AMD reported revenue of $10.27 billion for the fourth quarter that topped LSEG consensus estimates of $9.67 billion on Tuesday.
The company said it expects $9.8 billion in revenue for the first quarter, plus or minus $300 million, versus expectations of $9.38 billion. But some analysts had predicted the chipmaker would provide stronger guidance for the first-quarter amid an ongoing boom in spending for the processors needed to power artificial intelligence.
AMD, which alongside Nvidia is one of the key makers of AI chips, has seen its stock surge more than 100% in the past year on the back of rising demand.
AMD stock over the past year
“First, expectations were pretty sky high,” said Susquehanna’s Chris Rolland, talking on CNBC’s “Closing Bell Overtime.”

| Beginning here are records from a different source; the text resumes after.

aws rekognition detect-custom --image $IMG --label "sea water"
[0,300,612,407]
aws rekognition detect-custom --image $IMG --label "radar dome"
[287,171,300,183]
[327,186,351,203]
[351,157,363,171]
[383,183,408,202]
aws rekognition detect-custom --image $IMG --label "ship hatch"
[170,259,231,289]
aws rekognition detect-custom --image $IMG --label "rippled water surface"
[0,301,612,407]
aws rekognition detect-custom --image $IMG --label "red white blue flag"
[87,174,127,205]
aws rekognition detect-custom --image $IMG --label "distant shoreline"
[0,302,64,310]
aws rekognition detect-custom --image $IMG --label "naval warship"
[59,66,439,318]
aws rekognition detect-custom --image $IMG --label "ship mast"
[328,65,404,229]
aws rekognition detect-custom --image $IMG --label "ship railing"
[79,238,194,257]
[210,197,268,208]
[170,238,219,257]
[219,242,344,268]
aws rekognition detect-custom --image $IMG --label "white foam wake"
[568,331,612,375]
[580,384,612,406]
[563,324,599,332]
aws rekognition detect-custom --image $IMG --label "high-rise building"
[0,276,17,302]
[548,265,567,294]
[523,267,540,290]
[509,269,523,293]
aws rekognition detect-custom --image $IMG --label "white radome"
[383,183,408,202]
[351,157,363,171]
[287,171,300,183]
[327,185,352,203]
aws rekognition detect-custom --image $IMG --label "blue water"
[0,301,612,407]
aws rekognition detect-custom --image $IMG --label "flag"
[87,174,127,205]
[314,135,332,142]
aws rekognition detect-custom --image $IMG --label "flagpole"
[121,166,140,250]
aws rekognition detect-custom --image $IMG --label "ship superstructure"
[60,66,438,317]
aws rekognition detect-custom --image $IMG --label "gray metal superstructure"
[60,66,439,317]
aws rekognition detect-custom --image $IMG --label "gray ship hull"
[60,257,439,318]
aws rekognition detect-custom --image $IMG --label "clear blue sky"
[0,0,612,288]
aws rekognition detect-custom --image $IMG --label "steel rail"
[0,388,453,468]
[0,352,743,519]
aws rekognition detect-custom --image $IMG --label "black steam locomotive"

“Secondly, they announced they shipped Chinese revenue in the quarter that was unexpected. This was not in Street numbers, so when you account for that, the beat was far less substantial than we would’ve thought.”
However, he added, demand for AMD’s chips in data centers was still strong and the company was hinting at multi-gigawatt contracts to come in the future.
The chipmaker inked a deal with OpenAI in October that could see the startup take a 10% stake in AMD. OpenAI will deploy 6 gigawatts of AMD’s Instinct graphics processing units over multiple years beginning with an initial 1-gigawatt rollout of chips in the second half of 2026, the companies said.
Oracle also announced in October plans to deploy 50,000 of AMD’s AI chips beginning later this year.